Originally this bot used an ATMega8 to follow a line on the ground. It
used a couple photo-resistors and LEDs to determine if it was on the
line. The Thing worked pretty well, but had some trouble on low
contrast surfaces.
In its analog rebirth, I am using only transistors to make the same
logic decision as before. I'm also only using a single photo-transistor
to follow the line instead of several photo-resistors. This version of
The Thing will use a home made PCB instead of a tangle of wires
soldered directly to the pins.
I started off by using other analog robots as resources to figure out
what sort of design I needed. After a lot of digging and some testing I
eventually ended up with a schematic and parts list in Eagle CAD
(awesome circuit design program). Using Eagle awesomeness, I turned it
into a single layer PCB design.
Board schematic [Eagle CAD]
Board design file [Eagle CAD]
I decided to make my own PCB instead of using a breadboard. The process
of actually making my own board would give me brownie points, if not
actual points, on my final project.
I thought about ordering a short run but the production and shipping
times for sites like BatchPCB would put delivery after the project was
due. The cost of doing a short run elsewhere was too high for me to
consider as well. So I went with etching my own at home.
My first search brought me to the Society of Robots website and a guide
there on making a PCB. It listed all of the steps but was very vague on
some of the materials or curing periods. I ended up following a guide
posted by the Cal Poly Robotics Club. To my surprise, Radio Shack still
carries etchant solution and copper clad boards. The etchant is
actually a ferric chloride (MSDS). I picked up a bottle and a board and
started to work that night.
Using a laser printer available on campus, I printed out my design onto
some glossy paper and ironed it onto the cleaned and scrubbed board.
After a lot of soaking and scrubbing and more soaking, I got most of
the paper off. Next time I need to use lower quality paper, it did not
want to break down/dissolve/act wet even after an hour submerged and
scrubbed. About 95% of the ink traces were intact. I fixed those that
weren't with some permanent marker.
Inked copper clad board
The etching process went much quicker. I poured about 1/4 to 1/2 in of
etchant into a plastic container and microwaved it for 30ish seconds
(outside of course, I don't know what the heated chemical odors could
do to me and I would rather not experience them first hand). I tossed
in the board and kept the liquid moving the whole time. Every so often
I would take the board out and gently wipe it off with a paper towel.

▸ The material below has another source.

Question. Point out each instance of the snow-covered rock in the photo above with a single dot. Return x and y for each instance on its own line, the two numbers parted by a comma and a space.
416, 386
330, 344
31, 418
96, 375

This helped speed up the process greatly. After 20 to 25 minutes, the
board was done. I washed it off with soapy water to make sure the
etchant was gone. Then I washed the board with acetone to get rid of
all the ink.
Etched and cleaned board
A few basic tests with a multimeter showed that all the traces were
good. Nothing connected where it shouldn't have either. Not bad for my
first try. The next step is to drill out the holes and solder in the
components. Sadly, I forgot to purchase a bit small enough to work. The
smallest I have is 1/16in and I need something closer to 1/32in bit for
the through hole components.
I'll be checking Ace for a tiny drill bit tomorrow. I'm bringing along
a few components to make sure the sizing is correct.